In the 1960s, Goitein made available his copies of Genizah fragments to his students at the University of Pennsylvania. One PhD candidate, Moshe Gil, concentrated his attention on Genizah fragments related to the operations of charitable organizations.
EVIDENCE PRESENTED BY MOSHE GIL
In order to describe fully the features of charitable organi-zations revealed by fragments from the Genizah, Gil studied, translated and analyzed copies of numerous fragments collected by Goitein from the period 1000-1250 [Gil, 1970: 11]. Among the fragments selected by Goitein and Gil were 82 statements or accounts of cash receipts and payments for houses owned and administered by charitable organizations in Old Cairo [Gil, 1976: 54]. Gil [1976: 54] stated that 22 accountings consisted of lists of both revenues and expenses. Gil [1976: 55] found that “accounting was not very advanced as compared with the development of this skill in other places.” He cited a classification scheme proposed by Leyerer [1902] who examined early fifteenth century account books kept at Dubrovnik [de Roover, 1956: 157] and declared that the accounts which he examined were “two generations earlier than the next big revolutionary advance; in bookkeeping, the double-entry system” [Gil, 1976: 56]. He suggested that “an intermediary form of credit-debit account can be observed in a document dating from around 1100” [Gil, 1976: 56]. From Gil’s [1976: 56] description it is clear that this document is in paragraph form: on each of three days amounts paid out for materials and labor were listed first, followed by amounts received from various person, totals of debits and credits were calculated and a net amount was determined. On the first day the net amount was a deficit (or dayn) of 54 dirhems.
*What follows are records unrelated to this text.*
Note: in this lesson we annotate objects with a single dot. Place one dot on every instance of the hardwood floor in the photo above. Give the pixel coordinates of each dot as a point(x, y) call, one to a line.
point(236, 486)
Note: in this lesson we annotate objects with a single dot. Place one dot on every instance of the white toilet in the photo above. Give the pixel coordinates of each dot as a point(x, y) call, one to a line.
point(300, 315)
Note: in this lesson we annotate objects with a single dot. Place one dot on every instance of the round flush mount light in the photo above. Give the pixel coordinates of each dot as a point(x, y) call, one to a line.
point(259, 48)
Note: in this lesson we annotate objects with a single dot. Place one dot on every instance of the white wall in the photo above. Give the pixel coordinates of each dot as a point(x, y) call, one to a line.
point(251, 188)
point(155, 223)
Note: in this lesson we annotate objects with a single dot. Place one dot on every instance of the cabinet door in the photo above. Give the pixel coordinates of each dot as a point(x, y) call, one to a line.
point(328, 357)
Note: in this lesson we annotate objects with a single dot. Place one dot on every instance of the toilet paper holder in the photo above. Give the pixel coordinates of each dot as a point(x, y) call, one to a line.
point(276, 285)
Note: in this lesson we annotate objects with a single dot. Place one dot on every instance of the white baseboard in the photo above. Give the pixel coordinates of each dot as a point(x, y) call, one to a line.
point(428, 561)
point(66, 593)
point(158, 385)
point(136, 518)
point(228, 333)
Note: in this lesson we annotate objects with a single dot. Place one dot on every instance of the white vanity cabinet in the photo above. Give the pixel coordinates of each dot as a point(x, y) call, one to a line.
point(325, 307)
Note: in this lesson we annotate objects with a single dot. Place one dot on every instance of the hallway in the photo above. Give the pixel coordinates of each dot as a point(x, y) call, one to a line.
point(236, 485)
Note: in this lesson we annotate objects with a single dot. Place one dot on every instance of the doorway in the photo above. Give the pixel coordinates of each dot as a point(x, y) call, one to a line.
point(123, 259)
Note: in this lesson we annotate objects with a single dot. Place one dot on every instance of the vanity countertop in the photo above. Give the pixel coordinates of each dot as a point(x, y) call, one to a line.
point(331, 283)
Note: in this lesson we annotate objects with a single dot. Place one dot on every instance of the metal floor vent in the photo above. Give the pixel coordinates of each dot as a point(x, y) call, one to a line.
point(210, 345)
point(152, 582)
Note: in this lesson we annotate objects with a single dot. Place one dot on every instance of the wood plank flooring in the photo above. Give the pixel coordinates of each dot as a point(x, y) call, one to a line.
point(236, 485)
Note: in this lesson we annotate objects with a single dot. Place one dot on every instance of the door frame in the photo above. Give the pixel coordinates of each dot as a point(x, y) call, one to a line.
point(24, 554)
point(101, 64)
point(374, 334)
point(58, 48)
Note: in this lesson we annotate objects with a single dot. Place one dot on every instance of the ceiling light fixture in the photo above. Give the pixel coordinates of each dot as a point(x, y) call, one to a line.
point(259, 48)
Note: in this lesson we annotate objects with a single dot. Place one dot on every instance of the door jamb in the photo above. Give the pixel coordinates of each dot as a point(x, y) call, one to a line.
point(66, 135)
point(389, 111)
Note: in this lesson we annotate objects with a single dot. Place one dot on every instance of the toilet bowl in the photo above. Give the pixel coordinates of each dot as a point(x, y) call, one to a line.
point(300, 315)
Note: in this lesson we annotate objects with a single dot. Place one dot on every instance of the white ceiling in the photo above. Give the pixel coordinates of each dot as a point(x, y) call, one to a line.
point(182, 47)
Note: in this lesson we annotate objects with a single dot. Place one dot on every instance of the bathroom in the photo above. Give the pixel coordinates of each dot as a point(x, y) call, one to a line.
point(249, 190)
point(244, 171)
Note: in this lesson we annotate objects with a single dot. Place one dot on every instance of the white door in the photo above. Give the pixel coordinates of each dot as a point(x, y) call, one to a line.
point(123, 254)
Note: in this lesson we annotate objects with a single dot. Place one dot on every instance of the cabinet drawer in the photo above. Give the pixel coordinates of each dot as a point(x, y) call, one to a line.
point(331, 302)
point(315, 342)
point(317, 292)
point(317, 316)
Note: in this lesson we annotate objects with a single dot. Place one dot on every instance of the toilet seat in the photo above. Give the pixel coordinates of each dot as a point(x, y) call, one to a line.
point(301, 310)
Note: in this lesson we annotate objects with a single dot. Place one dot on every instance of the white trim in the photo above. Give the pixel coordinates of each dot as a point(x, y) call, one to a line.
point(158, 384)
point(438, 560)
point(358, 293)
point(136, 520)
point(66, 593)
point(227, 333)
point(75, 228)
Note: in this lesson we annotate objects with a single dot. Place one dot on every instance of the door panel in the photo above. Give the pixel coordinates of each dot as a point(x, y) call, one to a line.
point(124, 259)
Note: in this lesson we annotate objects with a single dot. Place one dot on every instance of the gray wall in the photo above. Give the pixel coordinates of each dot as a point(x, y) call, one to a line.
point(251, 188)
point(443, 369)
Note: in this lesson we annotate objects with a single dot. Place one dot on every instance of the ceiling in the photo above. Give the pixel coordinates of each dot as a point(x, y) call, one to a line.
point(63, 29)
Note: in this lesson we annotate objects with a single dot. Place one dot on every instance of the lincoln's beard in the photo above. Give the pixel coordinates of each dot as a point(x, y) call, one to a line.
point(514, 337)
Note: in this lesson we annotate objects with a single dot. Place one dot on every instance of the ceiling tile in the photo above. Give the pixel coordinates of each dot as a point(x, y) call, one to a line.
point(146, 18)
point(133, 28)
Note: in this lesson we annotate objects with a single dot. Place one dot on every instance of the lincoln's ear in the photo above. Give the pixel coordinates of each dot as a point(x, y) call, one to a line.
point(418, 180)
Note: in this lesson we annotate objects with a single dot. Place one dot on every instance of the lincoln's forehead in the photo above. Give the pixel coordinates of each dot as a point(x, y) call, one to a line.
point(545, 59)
Gil’s [1976] findings are consistent with those of his PhD supervisor. He found that the nature of accounting in Muslim Empire indicated by the Genizah fragments had reached the stage where debits and credits were shown separately. However, there was no evidence that the records were based on a double-entry system.
CONCLUSION
In answer to the questions posed at the outset of this paper, it is reasonable to conclude that while Goitein’s [1966a] transla-tions of fragments stored in the Genizah of the Ben Ezra Syna-gogue showed significant details of “the actual nature of ac-counting in Islamic lands”, there remains a need for scholars versed in accounting history to carry out additional research. The evidence presented by Goitein [1966a] revealed that Medieval Jewish merchants and bankers in Old Cairo made up accounts which had a bilateral form and that their use of this form predated that of the Italians and other Europeans. The evidence also revealed that they used words which had meanings similar to those used by the Italians to denote debit and credit. However the evidence accumulated to date does not permit a case to be made which answers Parker’s Question, i.e., is it possible to assert that accounting methods in the Moslem Empire were directly influential in the development of accounting in Italy?